While bar charts are good for displaying one measurement for categorical data, they are not nearly so helpful for comparing different measurements to each other. For example, endorsements and downloads are two interesting measures we have not worked with yet. If we want to see how they relate to each other, even a side-by-side bar chart (where each category has two bars, one for endorsements and one for downloads) will not be very helpful in making any meaningful comparisons. Further, if we want to examine the relationship between the two measures for individual mods, rather than for entire categories of mods, we would be out of luck. We would need 10,000 bars! Instead, we will make use of the scatter plot, an excellent type of chart for finding the correlation between two measurements.
In this section we will make two scatter plots. The first will compare Endorsements to Total Downloads, and the second will compare a calculated field we will call Approval Ratio to Total Downloads.
Our goal for the Endorsements scatter plot is to compare the endorsemens a mod receives with the total number of times that mod is downloaded. How are the two measures related to each other? My initial assumption is that they would be heavily correlated, with high total downloads corresponding to high endorsements, but how related will they be and how much variation will there be? Another interesting question is: Which mods stand out within these measures? There are sure to be a few outliers, data points that do not fall within the same area as the majority of points.

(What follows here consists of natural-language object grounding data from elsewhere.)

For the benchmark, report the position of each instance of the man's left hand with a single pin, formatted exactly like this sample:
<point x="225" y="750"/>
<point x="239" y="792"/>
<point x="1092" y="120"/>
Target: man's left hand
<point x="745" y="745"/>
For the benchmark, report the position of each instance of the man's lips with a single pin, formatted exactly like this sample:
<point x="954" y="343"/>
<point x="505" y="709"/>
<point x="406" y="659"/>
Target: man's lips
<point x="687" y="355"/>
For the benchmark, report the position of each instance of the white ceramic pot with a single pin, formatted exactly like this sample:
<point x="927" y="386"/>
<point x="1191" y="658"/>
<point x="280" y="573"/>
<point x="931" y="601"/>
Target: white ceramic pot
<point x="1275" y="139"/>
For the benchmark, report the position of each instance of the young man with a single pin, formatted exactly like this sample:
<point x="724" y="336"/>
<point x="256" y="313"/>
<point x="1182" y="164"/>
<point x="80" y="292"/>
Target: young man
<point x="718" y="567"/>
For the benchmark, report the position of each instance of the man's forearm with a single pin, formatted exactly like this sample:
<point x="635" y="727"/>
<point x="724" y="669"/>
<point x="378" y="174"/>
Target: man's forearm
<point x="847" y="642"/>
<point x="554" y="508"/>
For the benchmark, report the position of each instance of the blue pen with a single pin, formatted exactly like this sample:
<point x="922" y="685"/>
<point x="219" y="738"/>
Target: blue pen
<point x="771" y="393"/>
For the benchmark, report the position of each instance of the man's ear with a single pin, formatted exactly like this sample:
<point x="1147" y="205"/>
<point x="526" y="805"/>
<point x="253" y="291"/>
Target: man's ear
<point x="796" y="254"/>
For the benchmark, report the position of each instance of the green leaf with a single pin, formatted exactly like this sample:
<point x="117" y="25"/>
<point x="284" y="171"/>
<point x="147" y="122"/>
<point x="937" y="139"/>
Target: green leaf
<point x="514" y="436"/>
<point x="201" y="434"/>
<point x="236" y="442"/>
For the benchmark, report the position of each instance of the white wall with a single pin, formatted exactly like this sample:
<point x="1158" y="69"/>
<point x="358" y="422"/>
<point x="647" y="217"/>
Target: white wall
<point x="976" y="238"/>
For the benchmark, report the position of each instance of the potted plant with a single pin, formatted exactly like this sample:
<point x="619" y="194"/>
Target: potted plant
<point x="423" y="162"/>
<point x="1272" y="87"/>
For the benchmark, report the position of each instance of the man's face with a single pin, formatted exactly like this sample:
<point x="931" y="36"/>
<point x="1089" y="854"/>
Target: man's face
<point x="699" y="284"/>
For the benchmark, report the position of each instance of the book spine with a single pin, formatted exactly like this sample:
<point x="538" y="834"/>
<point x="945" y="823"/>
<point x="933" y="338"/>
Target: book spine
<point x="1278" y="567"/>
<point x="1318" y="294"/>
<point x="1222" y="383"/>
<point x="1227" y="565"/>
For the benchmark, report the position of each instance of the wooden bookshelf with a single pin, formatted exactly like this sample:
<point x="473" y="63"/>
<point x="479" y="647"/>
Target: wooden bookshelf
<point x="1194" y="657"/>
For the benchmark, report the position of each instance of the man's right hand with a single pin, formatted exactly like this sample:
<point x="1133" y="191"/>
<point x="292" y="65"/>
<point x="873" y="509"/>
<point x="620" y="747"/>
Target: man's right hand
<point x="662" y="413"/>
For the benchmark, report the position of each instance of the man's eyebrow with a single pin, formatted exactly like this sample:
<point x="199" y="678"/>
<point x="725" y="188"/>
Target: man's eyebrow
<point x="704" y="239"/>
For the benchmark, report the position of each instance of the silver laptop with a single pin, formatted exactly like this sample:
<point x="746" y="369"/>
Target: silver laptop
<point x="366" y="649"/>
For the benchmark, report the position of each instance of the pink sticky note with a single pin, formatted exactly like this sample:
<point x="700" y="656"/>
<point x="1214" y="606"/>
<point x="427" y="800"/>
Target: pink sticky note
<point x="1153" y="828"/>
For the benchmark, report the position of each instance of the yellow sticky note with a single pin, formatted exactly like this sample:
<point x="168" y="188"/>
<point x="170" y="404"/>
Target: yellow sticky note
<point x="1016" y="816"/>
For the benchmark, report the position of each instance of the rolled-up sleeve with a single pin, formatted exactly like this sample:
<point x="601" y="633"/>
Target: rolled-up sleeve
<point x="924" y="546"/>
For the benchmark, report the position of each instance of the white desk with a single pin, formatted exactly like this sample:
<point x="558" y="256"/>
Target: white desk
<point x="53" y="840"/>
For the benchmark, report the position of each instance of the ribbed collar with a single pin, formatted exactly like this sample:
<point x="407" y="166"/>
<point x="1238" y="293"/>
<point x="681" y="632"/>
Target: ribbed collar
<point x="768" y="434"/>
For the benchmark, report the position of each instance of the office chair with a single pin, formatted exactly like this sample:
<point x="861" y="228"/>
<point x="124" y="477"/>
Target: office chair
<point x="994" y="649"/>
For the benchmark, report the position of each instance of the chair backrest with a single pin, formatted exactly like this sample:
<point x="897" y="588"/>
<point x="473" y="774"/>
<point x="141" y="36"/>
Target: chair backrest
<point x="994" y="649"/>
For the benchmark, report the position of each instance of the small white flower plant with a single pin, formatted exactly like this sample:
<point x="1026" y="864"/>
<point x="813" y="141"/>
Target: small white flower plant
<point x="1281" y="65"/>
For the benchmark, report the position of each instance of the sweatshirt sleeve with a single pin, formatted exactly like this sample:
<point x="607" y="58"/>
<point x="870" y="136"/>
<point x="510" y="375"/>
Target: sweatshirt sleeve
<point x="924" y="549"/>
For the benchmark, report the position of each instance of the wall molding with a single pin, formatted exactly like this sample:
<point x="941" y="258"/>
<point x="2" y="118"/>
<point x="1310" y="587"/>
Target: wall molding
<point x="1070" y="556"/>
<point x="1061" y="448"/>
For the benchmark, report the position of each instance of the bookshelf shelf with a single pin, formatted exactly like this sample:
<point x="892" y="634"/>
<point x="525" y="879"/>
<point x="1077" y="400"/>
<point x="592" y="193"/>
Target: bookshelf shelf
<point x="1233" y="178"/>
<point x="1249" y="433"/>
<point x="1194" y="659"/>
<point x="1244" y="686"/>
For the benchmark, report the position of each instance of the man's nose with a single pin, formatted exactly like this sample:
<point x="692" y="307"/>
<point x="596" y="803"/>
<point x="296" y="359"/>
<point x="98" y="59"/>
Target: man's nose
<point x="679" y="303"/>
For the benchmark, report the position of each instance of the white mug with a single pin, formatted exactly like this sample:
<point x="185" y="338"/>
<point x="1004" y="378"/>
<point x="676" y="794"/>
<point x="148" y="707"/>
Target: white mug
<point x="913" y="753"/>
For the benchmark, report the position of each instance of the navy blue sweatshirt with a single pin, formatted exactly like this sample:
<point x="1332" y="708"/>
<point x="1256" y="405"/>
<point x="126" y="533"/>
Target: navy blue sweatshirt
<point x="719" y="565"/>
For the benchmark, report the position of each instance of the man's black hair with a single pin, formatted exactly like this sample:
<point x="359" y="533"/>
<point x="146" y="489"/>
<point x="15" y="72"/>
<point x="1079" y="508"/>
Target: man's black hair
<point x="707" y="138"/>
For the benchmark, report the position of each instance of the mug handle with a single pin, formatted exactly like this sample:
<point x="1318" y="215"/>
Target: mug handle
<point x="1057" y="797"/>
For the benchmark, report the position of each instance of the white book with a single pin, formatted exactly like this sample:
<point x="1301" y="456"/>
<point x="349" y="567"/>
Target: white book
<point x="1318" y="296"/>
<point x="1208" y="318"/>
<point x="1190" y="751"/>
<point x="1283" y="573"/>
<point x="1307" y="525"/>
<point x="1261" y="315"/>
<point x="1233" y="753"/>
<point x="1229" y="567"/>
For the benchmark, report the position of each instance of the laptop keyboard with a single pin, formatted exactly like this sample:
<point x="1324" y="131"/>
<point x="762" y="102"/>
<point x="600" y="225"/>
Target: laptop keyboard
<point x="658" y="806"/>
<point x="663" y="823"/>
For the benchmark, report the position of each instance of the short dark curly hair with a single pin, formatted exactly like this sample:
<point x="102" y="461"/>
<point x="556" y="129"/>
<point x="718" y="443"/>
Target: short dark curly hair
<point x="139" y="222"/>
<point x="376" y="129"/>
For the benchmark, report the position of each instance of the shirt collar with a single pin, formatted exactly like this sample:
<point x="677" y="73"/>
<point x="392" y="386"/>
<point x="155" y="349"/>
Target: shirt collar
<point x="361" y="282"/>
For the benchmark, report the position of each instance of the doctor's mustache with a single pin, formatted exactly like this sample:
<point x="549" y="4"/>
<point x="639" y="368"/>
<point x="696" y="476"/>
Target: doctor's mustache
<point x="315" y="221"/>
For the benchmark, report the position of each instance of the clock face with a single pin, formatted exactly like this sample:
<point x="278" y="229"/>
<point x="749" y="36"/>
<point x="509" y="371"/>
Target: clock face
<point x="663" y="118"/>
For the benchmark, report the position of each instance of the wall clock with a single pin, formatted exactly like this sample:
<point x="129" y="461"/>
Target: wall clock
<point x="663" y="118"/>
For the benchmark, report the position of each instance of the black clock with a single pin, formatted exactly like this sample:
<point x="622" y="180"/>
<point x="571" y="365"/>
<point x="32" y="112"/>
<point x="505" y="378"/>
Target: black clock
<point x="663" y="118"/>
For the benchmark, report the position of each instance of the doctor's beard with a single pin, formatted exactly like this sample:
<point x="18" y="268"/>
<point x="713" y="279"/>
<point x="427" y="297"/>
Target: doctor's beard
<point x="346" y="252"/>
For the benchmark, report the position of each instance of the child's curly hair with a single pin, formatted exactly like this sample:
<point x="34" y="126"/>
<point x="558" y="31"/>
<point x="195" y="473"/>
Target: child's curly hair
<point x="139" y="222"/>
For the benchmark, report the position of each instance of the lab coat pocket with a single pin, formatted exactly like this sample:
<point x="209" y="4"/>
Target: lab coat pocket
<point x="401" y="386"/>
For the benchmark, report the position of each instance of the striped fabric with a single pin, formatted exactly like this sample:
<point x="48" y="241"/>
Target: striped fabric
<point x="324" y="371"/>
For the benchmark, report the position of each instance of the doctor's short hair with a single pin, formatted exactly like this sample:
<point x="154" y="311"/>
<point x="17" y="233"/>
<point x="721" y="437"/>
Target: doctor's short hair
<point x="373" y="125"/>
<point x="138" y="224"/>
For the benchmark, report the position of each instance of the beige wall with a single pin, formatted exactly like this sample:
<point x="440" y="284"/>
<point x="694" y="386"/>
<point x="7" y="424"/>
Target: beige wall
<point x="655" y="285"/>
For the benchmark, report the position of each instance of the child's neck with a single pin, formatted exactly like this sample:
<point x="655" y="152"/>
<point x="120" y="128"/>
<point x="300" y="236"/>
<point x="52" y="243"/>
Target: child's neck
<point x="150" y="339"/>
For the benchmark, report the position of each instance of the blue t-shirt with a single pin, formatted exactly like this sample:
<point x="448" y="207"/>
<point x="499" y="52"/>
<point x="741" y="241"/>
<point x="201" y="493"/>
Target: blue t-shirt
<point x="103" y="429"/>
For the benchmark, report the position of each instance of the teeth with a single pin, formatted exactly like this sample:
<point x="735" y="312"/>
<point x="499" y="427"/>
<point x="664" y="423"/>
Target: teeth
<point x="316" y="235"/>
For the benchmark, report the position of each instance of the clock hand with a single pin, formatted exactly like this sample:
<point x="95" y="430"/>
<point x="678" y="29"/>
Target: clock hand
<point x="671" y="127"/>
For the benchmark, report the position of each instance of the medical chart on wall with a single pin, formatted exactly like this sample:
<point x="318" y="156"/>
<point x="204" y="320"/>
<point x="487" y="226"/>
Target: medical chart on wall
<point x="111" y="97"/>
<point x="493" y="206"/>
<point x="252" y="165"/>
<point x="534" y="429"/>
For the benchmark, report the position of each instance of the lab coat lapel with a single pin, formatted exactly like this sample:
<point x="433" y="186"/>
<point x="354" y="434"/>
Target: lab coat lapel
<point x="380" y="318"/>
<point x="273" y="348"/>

Our goal for the first scatter plot is to compare the endorsements a mod receives with the total number of times that mod is downloaded. How are the two measures related to each other? My initial assumption is that they would be heavily correlated, with high total downloads corresponding to high endorsements, but how related will they be and how much variation will there be? Another interesting question is: Which mods stand out within these measures? There are sure to be a few outliers, data points that do not fall within the same area as the majority of points.

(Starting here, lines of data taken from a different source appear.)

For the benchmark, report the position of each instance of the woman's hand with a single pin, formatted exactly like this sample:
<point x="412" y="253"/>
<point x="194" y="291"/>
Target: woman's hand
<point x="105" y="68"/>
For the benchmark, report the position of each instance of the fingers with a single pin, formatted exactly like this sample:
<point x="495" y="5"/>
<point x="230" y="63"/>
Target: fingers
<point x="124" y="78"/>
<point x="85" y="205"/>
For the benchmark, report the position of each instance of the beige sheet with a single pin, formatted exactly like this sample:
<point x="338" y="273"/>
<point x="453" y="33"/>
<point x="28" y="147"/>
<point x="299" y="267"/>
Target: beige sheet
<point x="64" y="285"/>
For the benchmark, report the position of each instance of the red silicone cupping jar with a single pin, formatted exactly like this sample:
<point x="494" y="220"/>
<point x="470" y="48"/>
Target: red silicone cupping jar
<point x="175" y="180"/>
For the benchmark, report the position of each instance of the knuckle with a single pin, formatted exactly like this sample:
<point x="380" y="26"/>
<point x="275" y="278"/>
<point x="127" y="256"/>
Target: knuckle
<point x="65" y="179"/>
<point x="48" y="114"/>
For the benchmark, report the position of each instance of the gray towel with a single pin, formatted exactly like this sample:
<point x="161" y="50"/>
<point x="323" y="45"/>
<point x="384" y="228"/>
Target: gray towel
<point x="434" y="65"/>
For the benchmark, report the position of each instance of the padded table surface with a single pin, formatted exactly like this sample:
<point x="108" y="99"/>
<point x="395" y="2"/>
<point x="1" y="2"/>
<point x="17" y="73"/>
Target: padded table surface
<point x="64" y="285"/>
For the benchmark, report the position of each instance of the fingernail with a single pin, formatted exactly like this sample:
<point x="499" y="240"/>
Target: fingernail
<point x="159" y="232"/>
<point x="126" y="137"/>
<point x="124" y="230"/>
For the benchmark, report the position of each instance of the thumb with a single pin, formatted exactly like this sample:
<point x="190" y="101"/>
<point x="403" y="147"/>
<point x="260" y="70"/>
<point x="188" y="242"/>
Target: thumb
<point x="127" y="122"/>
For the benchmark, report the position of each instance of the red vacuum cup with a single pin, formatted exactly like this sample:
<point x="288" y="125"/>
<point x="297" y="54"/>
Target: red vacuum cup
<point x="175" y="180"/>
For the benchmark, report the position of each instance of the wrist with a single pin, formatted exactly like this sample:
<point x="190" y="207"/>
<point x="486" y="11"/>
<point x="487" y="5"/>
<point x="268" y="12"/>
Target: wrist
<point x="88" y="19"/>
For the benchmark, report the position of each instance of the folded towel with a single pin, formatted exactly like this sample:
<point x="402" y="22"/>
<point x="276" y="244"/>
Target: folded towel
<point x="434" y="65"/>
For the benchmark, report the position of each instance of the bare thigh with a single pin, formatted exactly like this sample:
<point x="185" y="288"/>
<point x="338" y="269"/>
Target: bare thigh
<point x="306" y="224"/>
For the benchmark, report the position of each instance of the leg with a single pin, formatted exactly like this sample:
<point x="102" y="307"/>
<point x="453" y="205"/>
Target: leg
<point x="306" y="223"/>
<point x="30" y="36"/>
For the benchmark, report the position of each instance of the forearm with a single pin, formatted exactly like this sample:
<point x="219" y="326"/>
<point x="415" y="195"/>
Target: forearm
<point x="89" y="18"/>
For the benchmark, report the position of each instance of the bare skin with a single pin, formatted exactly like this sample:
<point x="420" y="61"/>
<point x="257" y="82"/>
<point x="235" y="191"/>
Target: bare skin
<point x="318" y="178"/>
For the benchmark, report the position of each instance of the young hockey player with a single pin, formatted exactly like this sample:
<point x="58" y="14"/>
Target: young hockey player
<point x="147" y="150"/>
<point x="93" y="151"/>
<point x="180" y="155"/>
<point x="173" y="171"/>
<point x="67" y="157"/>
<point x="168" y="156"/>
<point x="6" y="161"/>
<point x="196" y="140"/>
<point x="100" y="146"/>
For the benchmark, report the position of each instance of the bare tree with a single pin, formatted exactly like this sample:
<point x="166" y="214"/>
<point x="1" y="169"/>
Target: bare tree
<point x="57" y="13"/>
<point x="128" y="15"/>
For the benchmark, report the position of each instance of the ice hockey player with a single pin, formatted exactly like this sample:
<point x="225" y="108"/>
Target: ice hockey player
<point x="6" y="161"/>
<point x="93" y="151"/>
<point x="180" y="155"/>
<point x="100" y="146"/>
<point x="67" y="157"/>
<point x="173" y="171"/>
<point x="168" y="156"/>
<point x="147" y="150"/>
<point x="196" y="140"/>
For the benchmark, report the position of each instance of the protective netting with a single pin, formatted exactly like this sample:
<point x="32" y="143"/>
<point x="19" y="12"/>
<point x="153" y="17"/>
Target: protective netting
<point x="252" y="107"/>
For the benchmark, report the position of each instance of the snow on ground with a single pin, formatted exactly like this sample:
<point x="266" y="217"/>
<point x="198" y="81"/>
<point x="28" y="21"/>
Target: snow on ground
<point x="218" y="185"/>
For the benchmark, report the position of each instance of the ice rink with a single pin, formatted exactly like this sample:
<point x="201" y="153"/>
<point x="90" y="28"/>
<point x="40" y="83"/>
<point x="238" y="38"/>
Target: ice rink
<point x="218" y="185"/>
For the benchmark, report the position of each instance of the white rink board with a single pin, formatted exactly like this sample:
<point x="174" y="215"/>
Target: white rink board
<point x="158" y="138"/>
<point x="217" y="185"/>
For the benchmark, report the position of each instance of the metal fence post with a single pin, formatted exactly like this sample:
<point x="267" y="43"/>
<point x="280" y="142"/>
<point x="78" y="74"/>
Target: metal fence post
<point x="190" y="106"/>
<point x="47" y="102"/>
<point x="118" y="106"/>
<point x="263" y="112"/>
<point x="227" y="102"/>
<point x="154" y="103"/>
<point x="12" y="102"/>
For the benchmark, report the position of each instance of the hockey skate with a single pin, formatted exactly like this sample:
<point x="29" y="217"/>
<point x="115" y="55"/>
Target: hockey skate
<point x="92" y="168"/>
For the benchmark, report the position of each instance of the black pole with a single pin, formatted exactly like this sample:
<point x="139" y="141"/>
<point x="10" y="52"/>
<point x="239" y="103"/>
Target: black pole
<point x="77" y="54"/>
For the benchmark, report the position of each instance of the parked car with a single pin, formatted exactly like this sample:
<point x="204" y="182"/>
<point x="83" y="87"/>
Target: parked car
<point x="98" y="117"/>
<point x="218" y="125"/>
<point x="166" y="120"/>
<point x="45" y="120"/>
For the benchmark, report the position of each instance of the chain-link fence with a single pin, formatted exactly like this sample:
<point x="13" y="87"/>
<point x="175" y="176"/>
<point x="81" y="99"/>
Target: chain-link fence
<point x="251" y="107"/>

What happens if we use tags.csv instead of mods.csv? We will be creating a point in the plot for each mod. In mods.csv, one record corresponds to one mod, so this will be a straightforward process. In tags.csv, many mods will have multiple records, so our default solution would end up adding together the endorsements and downloads for each of these records, creating extremely inflated values based on the number of tags a mod uses. Changing from sum to average values might be the perfect solution to this, although it does add an extra step, but some mods may not have tags at all. These mods would not be in our tags dataset. The only solution for this issue (that does not involve creating a new dataset) is to use the mods dataset.
Scatter plots rely more heavily on the Rows and Columns fields (found at the top of the application) than our previous charts did. However, it is not necessary to know how we want the data arranged. We will prove this by adding both our measures to the Rows field.
This is the resulting chart:
Unfortunately, we only have one point on our chart. This is because Tableau does not know how to group our data. By default, it is treating everything in the dataset as one group, and therefore one point, taking the sum of all endorsements and the sum of all total downloads from the dataset. If we want it to do something different, we will have to tell Tableau how to group the data. Do we want a point for each category? For each country? For each mod? Since we do want a point for each mod, we need some kind of unique identifier so that no mods will accidentally be grouped together. This is another situation where Mod ID is extremely useful. In a pinch, we could perhaps use the mod names, but we do not have a guarantee that these will always be different.
Now we should see a point for each mod. As we can see, endorsements and total downloads are indeed heavily correlated. The most extreme outlier in our dataset, the point at the top right, is for the mod SkyUI, a complete overhaul of the Skyrim user interface.